La cérémonie de remise de don, qui s’est tenue le 12 décembre au siège du Crédit Agricole, à Bergerac, a révélé l’ampleur de la mobilisation… 30 millions de pas, 24 609 km cumulés (l’équivalent de plus de 500 marathons), 1700 photos postées. 6100 euros ont été récoltés au profit des centres médico-psychologiques du Centre hospitalier de Vauclaire et de la future Maison des Femmes, qui devrait ouvrir ses portes à Périgueux au cours de ce premier semestre.

Quel rôle va jouer la Maison des Femmes dans l’accompagnement des co-victimes ?

Valérie de Pauw © SBT

La Maison des femmes est un dispositif national dédié à la prise en charge des femmes victimes de violences, dans un cadre hospitalier. La première a été fondée en 2016, en Seine-Saint-Denis. Elle a rapidement inspiré d’autres structures et professionnels. Dès 2017, un modèle proche est créé à Bruxelles, adossé au CHU Saint-Pierre (le 320 rue Haute), puis à Bordeaux (La Maison d’Ella), Brive-la-Gaillarde (La Maison de Soie), Reims… Il y en a actuellement une vingtaine, réunies dans le collectif ReStart, créé en mars 2021.

La Maison des Femmes de Périgueux, financée par l’Agence régionale de Santé, va permettre d’accueillir et d’informer toutes les femmes victimes de violences et les co-victimes du département, de proposer un premier accompagnement social et psychologique sur place et d’orienter les victimes vers les autres dispositifs du territoire en les soutenant dans leurs démarches.

La question de l’impact des violences sur les enfants fera l’objet de formation des acteurs du territoire selon un cahier des charges actualisé, note d’information de la Direction générale de l’offre de soin (DGOS) qui élargit les missions dévolues aux Maisons des Femmes. L’accès aux soins des personnes en situation de handicap et la prise en charge psychologique en lien avec les centres régionaux du psychotraumatisme seront ainsi de leur ressort. Cela permettra une prise en charge des situations les plus complexes.
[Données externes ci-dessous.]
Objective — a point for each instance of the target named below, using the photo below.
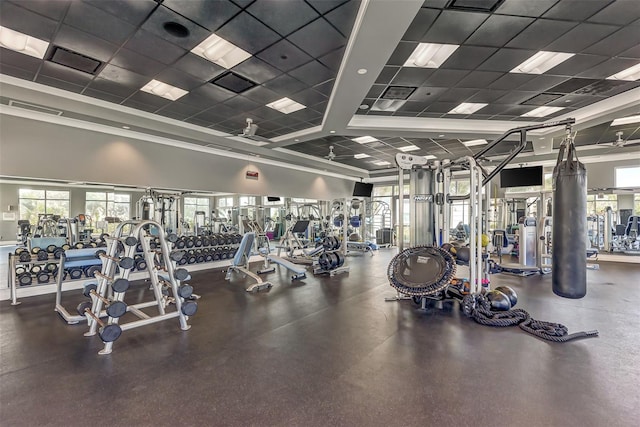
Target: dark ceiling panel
(150, 45)
(539, 34)
(24, 21)
(283, 16)
(317, 38)
(284, 56)
(99, 23)
(454, 27)
(497, 30)
(248, 33)
(209, 14)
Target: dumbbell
(124, 262)
(113, 308)
(107, 333)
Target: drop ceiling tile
(454, 26)
(132, 11)
(248, 33)
(209, 14)
(387, 74)
(618, 42)
(284, 16)
(24, 21)
(256, 70)
(620, 12)
(177, 78)
(317, 38)
(198, 67)
(575, 10)
(445, 78)
(576, 65)
(421, 23)
(539, 34)
(479, 79)
(285, 85)
(506, 59)
(137, 63)
(312, 73)
(343, 17)
(497, 30)
(284, 56)
(525, 8)
(160, 16)
(412, 76)
(581, 37)
(608, 68)
(458, 95)
(86, 44)
(123, 77)
(152, 46)
(98, 22)
(468, 57)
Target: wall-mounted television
(521, 177)
(362, 189)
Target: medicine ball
(510, 293)
(498, 300)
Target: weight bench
(240, 264)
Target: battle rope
(479, 308)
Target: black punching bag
(569, 255)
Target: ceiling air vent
(398, 92)
(74, 60)
(33, 107)
(474, 5)
(233, 82)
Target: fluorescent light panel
(408, 148)
(474, 142)
(541, 62)
(626, 120)
(430, 55)
(467, 108)
(542, 111)
(22, 43)
(221, 52)
(286, 105)
(631, 73)
(164, 90)
(364, 139)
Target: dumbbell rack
(108, 275)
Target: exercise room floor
(330, 352)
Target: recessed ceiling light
(364, 139)
(474, 142)
(467, 108)
(541, 62)
(408, 148)
(286, 105)
(542, 111)
(221, 52)
(631, 73)
(22, 43)
(164, 90)
(626, 120)
(430, 55)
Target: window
(99, 205)
(193, 204)
(34, 202)
(627, 176)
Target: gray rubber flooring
(330, 352)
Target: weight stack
(569, 256)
* Mussidan-Villamblard, Périgueux, Périgord Blanc, Ribérac, Trélissac, Vélines et Villefranche-Montpon 

De l’enfant à l’adulte : réparations possibles

©Prefecture24

Dans le cadre de la Journée internationale de lutte contre les violences faites aux femmes, les services de l’État de la Dordogne et la délégation droit des femmes et à l’égalité ont proposé une conférence ouverte à tous animée par Cyril Tarquinio sur le thème « Existe-t-il un lien réel entre nos traumatismes d’enfants et les maladies que va déclencher notre corps ? »
Le professeur en psychologie de la santé et clinique, directeur d’une équipe de recherche sur l’évaluation de la prise en charge clinique, créateur et directeur du centre de formation Pierre Janet (seul centre en France de recherche sur les psychothérapies) dirige également six masters en psychologie clinique. Il est écrivain et conférencier.